Module 8 Thoughts and Tangents

I meet countless people who tell me an "idea for a story" that they think would be great as a book, movie, TV show, etc. And my response is always. "Great. Write it."

I never read it. It never arrives. Everyone has great ideas. As the professor states, "The execution of the idea is what matters."

@xamill mentioned last week about his doubts of having an original idea and I know the professor's recent email referenced the idea of doubt. There should be no doubt, any idea we come up with has already been thought of by someone else. A large majority of films released by studios are not brand new. Remakes, reboots, re-imaginings and adaptations flood the market each year.

The reboot of Ghostbusters is this weekend. Even in the face of countless people crying about an all-female cast or how they're childhood is being ruined by Hollywood remaking classics, that didn't stop Columbia Pictures from moving forward the production. Why should we let it bother any of us?

I'm not suggesting we rip-off other people's ideas, but it shouldn't stop us from coming up with any ideas. If we were thinking about stealing ideas, I've wanted to do a reboot of Monster Squad for quite some time and I'm definitely on board with that.

The other aspect of the lecture that I wanted to comment on was the brainstorming session and the idea of a system of creativity. I always shy away from "How-To" books on writing. Stephen King's book, "On Writing", was great because it wasn't telling me how to write. It was just showing me how King does it and what he's learned. Most books lay out rules and expect you to follow them. I hate that thinking.

Creativity should be unencumbered. There should be no harness for creating an idea. The execution of that idea, however, does need a guiding hand.

When I started writing and directing, it was little skit shows with my friends. It was fun. We had a great time with it. But soon, I wanted more.
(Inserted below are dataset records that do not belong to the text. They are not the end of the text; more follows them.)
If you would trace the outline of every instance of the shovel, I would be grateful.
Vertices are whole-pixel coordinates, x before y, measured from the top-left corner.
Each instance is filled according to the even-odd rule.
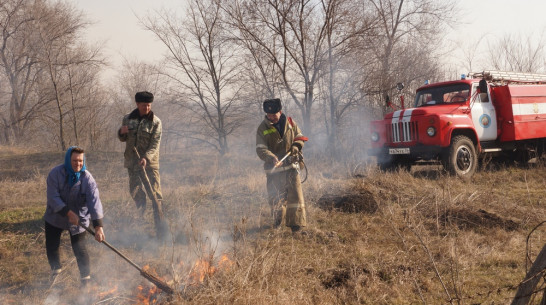
[[[137,158],[140,160],[140,154],[138,153],[136,147],[133,147],[133,151],[135,152]],[[148,178],[148,174],[146,174],[146,169],[144,167],[142,168],[142,175],[140,175],[140,178],[142,184],[144,184],[144,188],[146,189],[148,197],[152,200],[156,233],[160,237],[165,237],[167,224],[165,223],[165,220],[163,218],[163,208],[161,207],[161,202],[157,200],[155,193],[152,190],[152,184],[150,183],[150,179]]]
[[[82,228],[84,228],[87,232],[89,232],[89,234],[95,236],[95,231],[93,231],[92,229],[90,229],[87,226],[84,226],[81,223],[80,223],[80,226]],[[118,249],[114,248],[111,244],[109,244],[106,240],[103,240],[102,243],[105,246],[107,246],[108,248],[110,248],[112,251],[116,252],[117,255],[121,256],[121,258],[126,260],[129,264],[133,265],[133,267],[135,267],[140,272],[140,275],[142,275],[145,279],[147,279],[148,281],[150,281],[154,285],[156,285],[157,288],[161,289],[162,291],[165,291],[168,294],[173,294],[174,293],[174,290],[169,285],[167,285],[167,283],[163,282],[162,280],[158,279],[157,277],[155,277],[155,276],[149,274],[148,272],[144,271],[137,264],[135,264],[132,260],[130,260],[127,256],[125,256],[123,253],[119,252]]]

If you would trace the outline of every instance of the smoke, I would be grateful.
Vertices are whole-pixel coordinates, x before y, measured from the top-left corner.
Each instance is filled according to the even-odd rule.
[[[59,289],[52,289],[49,291],[49,293],[47,294],[45,300],[44,300],[44,305],[57,305],[57,304],[60,304],[60,297],[61,295],[61,290]]]
[[[294,109],[287,107],[286,110],[292,116]],[[296,122],[304,129],[302,120],[295,114]],[[339,158],[350,166],[366,157],[369,141],[366,116],[365,109],[359,108],[346,116],[340,126]],[[123,169],[120,169],[122,173],[110,173],[109,169],[95,164],[93,175],[104,204],[107,241],[141,268],[149,266],[154,276],[177,291],[184,289],[191,280],[196,261],[204,259],[214,265],[223,254],[231,258],[245,251],[246,238],[268,230],[272,222],[265,196],[265,173],[262,161],[255,153],[255,132],[262,119],[262,115],[257,115],[255,124],[247,126],[245,135],[233,139],[226,155],[218,155],[212,150],[199,154],[188,151],[162,154],[163,206],[169,224],[169,236],[164,240],[155,235],[150,203],[144,215],[136,210],[127,191]],[[332,171],[331,166],[319,165],[325,159],[329,142],[324,125],[317,121],[314,126],[317,128],[312,133],[303,130],[304,135],[310,136],[304,155],[306,164],[311,167],[310,175],[321,177]],[[121,166],[122,158],[108,162]],[[108,177],[103,177],[105,174]],[[308,184],[303,187],[306,192]],[[80,292],[73,253],[69,247],[63,247],[63,273],[59,282],[48,289],[47,304],[134,299],[139,285],[151,285],[130,263],[88,237],[92,274],[89,291]],[[69,244],[66,237],[63,243]],[[105,294],[113,288],[116,292]]]

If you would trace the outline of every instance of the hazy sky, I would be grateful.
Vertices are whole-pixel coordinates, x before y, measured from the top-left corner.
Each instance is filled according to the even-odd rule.
[[[105,41],[105,54],[113,64],[123,57],[157,61],[164,47],[138,24],[160,8],[182,11],[185,0],[70,0],[95,22],[87,31],[90,42]],[[434,1],[434,0],[430,0]],[[454,0],[463,11],[453,40],[474,42],[479,37],[502,37],[505,33],[540,34],[546,28],[545,0]],[[481,69],[482,67],[478,67]],[[486,67],[483,67],[486,68]]]
[[[457,1],[457,0],[456,0]],[[460,31],[503,34],[506,32],[538,31],[546,25],[543,0],[458,0],[463,24],[472,28]]]
[[[458,45],[476,43],[479,39],[494,41],[507,34],[513,37],[532,34],[538,38],[546,30],[544,0],[458,0],[458,3],[461,21],[448,35]],[[477,66],[473,68],[490,69]]]
[[[185,0],[70,0],[93,24],[89,43],[105,43],[104,53],[113,64],[123,58],[158,61],[164,47],[139,24],[138,17],[162,8],[182,11]]]

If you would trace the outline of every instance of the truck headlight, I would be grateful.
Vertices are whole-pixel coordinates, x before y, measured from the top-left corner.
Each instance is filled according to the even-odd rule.
[[[429,128],[427,128],[427,134],[429,135],[429,137],[434,137],[434,135],[436,134],[436,128],[430,126]]]
[[[372,141],[377,142],[379,141],[379,134],[377,132],[372,132]]]

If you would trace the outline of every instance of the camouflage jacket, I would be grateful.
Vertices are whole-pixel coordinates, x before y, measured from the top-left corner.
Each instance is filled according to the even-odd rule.
[[[118,138],[125,142],[125,164],[126,168],[137,166],[138,158],[133,151],[136,147],[140,157],[146,158],[151,168],[159,169],[159,142],[161,141],[161,120],[150,112],[146,117],[140,119],[138,109],[123,117],[122,126],[129,126],[129,132],[120,134]]]
[[[284,114],[282,114],[284,115]],[[295,144],[299,149],[303,149],[304,141],[296,140],[296,138],[302,138],[303,134],[291,117],[286,117],[284,124],[284,135],[281,137],[279,131],[273,126],[273,123],[267,119],[267,117],[262,121],[258,130],[256,132],[256,154],[263,161],[266,161],[264,164],[264,169],[266,173],[271,171],[273,164],[271,163],[271,158],[276,156],[277,159],[281,160],[284,155],[290,151],[292,144]],[[283,170],[288,170],[293,168],[292,166],[283,166],[276,169],[276,172]]]

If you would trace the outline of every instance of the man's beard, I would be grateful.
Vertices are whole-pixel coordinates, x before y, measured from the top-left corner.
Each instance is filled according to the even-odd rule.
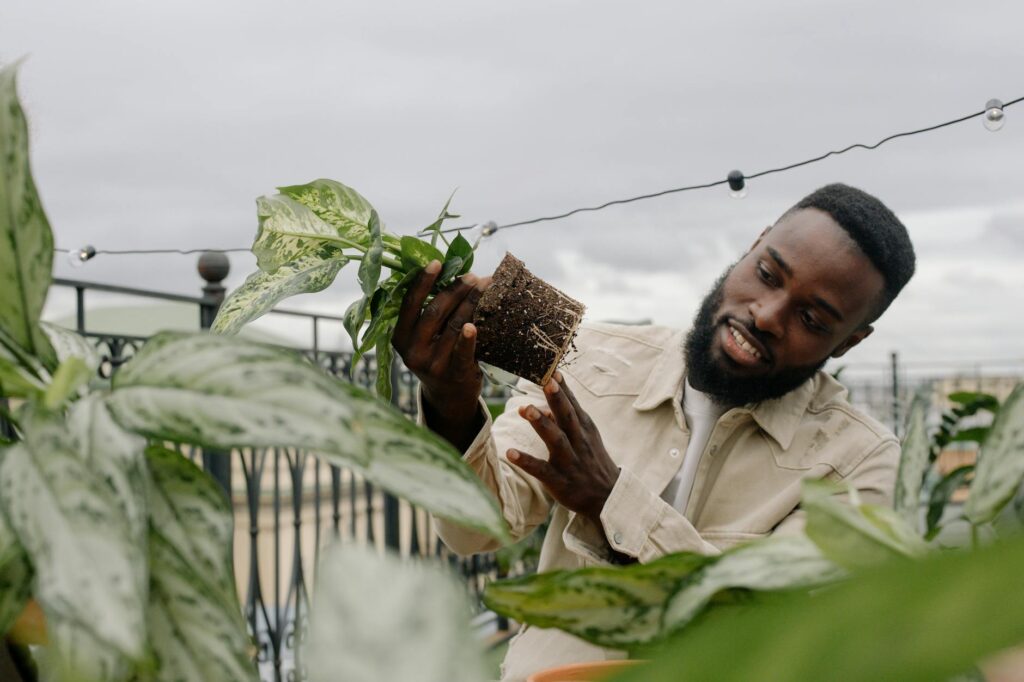
[[[735,376],[727,367],[716,362],[711,353],[711,344],[718,328],[726,322],[726,317],[719,315],[719,309],[722,307],[725,278],[733,267],[735,265],[726,269],[704,297],[684,346],[690,385],[727,408],[783,396],[814,376],[828,360],[826,356],[813,366],[790,367],[775,375],[763,377]],[[751,336],[768,345],[764,334],[754,327],[753,320],[735,321],[746,327]]]

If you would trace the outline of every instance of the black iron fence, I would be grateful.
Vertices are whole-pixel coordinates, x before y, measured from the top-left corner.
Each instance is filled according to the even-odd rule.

I wanted to keep doing it so we started a production company, but it's more accurate to call it a collective. There were five of us. We'd get together and plan out what we wanted to do as a production. Initially, we were all writing and directing commercials for the company. We shot five commercials. I wrote and directed three of them.

Clearly, I was the leader in the room. I was the one steering the ship, not because I demanded it, but because I was passionate about making it happen. I pushed my friends to write, to direct, to edit. I pushed myself as well. This isn't to say my friends were less-than in any regards to me. I was pushy and probably a jerk. Is that why they don't talk to me anymore? (Just a joke. We all still talk)

I don't know if any of the commercials, short films, and eventual feature we ended up putting together before disbanding the collective would've ever been completed if there wasn't a guiding hand. Even if it wasn't me. If one of my friends took control and pushed us down a certain path. Would we have made the same content? Would we still be making content together to this day? That's probably a different discussion and class for that thinking.

It's having no doubt that allows us to be creative. It's the lack of focus that promotes creativity. It's focus that leads to execution. It'll be my complete lack of reason that will get the remake of "The Monster Squad" off the ground.